Speaking at the National Career and Productivity Fair 2018 in Phnom Penh over the weekend, Sam Heng said the labour sector continued to grow at a steady rate.
“In 2018, the employment rate is at 99.3 per cent of the total workforce, accounting for nearly 10 million people,” he said.
He said in the formal economic sector, there are 1.5 million employees among the 12,000 enterprises registered with the Labour Ministry.
In the informal economic sector, 600,000 enterprises employed about 2.4 million people, while over four million people are employed in agriculture.
There are currently 1.2 million migrant workers employed abroad, whereas the number of civil servants stands at 500,000.
“Constant economic growth has enabled the government to further develop and extend the social security system known as the National Social Security Fund (NSSF) for employees. The aim is to ensure better job security and income for them and their families.
“The NSSF covers labour risks and healthcare for employees in the formal economic sector and is fully contributed by employers as required by Samdech [Hun Sen] since January this year,” he said, adding that employees in the informal economic sector can use equity funds.
The Coalition of Cambodian Apparel Workers’ Democratic Union president Ath Thun took issue with the minister’s claims.
He said many people are unemployed, among them scholars and university students. And even if they were employed, he said their jobs were not of economic significance.
“The 90 per cent employment rate figure provided by the government includes vendors, moto-taxi and tuk-tuk drivers and people who run small businesses. The government should not focus on that too much,” he said.
Thun said the government should take a more realistic approach if it wanted to boost employment in the Kingdom.
He called for the creation of a business-friendly environment that provided youths and local enterprises a chance to foster entrepreneurship and subsequently create more jobs.
He said such an approach could draw skilled workers to local enterprises, which in turn increased productivity and discouraged them from migrating to other countries for jobs.

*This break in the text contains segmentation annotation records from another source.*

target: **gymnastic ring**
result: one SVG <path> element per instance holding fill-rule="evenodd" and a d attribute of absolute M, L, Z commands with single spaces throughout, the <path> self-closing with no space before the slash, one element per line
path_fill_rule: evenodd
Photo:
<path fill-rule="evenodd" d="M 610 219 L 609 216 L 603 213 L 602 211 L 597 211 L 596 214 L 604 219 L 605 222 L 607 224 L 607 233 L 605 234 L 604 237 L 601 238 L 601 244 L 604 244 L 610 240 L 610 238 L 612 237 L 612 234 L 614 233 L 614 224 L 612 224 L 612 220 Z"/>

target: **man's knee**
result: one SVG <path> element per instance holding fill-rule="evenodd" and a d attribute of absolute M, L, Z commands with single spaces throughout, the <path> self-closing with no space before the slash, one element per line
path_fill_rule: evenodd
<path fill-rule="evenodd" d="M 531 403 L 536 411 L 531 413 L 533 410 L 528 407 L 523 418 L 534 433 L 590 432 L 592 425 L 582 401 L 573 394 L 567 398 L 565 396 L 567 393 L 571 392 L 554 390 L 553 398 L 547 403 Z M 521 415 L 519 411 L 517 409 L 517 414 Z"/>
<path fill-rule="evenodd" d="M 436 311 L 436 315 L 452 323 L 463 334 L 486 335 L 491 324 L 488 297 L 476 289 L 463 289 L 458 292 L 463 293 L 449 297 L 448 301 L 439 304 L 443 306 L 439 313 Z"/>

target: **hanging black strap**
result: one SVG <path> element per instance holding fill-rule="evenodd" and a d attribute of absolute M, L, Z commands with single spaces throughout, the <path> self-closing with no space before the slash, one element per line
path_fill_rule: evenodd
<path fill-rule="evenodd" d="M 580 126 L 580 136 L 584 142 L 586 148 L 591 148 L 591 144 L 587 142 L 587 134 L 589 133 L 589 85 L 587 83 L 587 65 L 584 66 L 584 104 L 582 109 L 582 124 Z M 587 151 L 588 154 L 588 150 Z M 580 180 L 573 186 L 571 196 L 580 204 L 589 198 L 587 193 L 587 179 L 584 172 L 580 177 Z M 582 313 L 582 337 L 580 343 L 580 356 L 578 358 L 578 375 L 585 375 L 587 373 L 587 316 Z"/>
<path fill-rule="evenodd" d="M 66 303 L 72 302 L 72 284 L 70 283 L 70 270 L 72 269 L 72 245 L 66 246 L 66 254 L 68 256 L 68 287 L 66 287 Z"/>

Tun Sophorn, national coordinator for the International Labour Organisation in Cambodia, supported Thun’s position.
He said the government should put more focus on the economic significance of their employment.

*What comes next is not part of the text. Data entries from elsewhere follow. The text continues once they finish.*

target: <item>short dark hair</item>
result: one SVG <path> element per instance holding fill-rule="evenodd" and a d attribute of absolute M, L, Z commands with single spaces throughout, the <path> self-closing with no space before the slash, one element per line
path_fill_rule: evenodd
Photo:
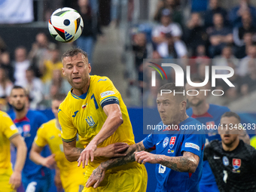
<path fill-rule="evenodd" d="M 28 96 L 26 89 L 23 87 L 21 87 L 20 85 L 14 85 L 13 87 L 13 88 L 11 89 L 11 95 L 13 90 L 20 90 L 20 89 L 23 90 L 25 96 Z"/>
<path fill-rule="evenodd" d="M 52 100 L 63 101 L 66 97 L 66 94 L 57 93 L 53 96 Z"/>
<path fill-rule="evenodd" d="M 223 117 L 236 117 L 239 121 L 239 123 L 241 122 L 240 117 L 237 114 L 236 114 L 235 112 L 232 112 L 232 111 L 227 111 L 227 112 L 224 113 L 224 114 L 222 114 L 221 118 L 223 118 Z"/>
<path fill-rule="evenodd" d="M 169 90 L 172 91 L 175 90 L 175 92 L 178 92 L 178 93 L 181 93 L 181 92 L 184 93 L 184 87 L 176 87 L 175 83 L 168 83 L 168 84 L 166 84 L 161 86 L 158 89 L 157 93 L 161 93 L 162 90 Z M 175 95 L 175 97 L 178 98 L 180 101 L 186 101 L 185 93 L 184 93 L 184 95 L 181 95 L 181 94 Z"/>
<path fill-rule="evenodd" d="M 88 59 L 87 53 L 86 53 L 83 50 L 80 48 L 72 48 L 63 53 L 62 56 L 62 60 L 63 60 L 63 59 L 66 56 L 73 56 L 78 55 L 78 53 L 82 53 L 86 58 Z"/>

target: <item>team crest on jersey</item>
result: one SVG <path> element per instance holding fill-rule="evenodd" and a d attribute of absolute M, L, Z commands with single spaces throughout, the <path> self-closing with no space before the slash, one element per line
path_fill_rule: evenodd
<path fill-rule="evenodd" d="M 175 143 L 176 137 L 171 137 L 171 140 L 169 141 L 169 148 L 172 148 L 174 146 L 174 144 Z"/>
<path fill-rule="evenodd" d="M 30 125 L 23 125 L 23 137 L 29 137 L 30 136 Z"/>
<path fill-rule="evenodd" d="M 222 158 L 222 162 L 224 166 L 228 166 L 230 164 L 230 161 L 226 156 L 224 156 Z"/>
<path fill-rule="evenodd" d="M 93 128 L 96 126 L 95 122 L 94 122 L 92 116 L 90 116 L 90 117 L 87 117 L 87 118 L 86 118 L 85 120 L 87 122 L 87 123 L 88 123 L 88 125 L 90 128 Z"/>
<path fill-rule="evenodd" d="M 166 148 L 166 146 L 168 145 L 168 143 L 169 143 L 169 137 L 166 137 L 164 139 L 163 139 L 163 148 Z"/>
<path fill-rule="evenodd" d="M 233 159 L 232 165 L 233 169 L 238 169 L 241 166 L 241 160 L 240 159 Z"/>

“The quality of their job is a matter of utmost importance . . . Unemployment statistics are low but among the workforce aged 15 to 65, the problem is not unemployment itself. It boils down to the quality of employment,” he said.
He said there are still many poor people in the Kingdom. Although they are employed, they still live below the poverty line. Sophorn urged the government to provide more social and legal protection for those who are employed in the informal economic sector.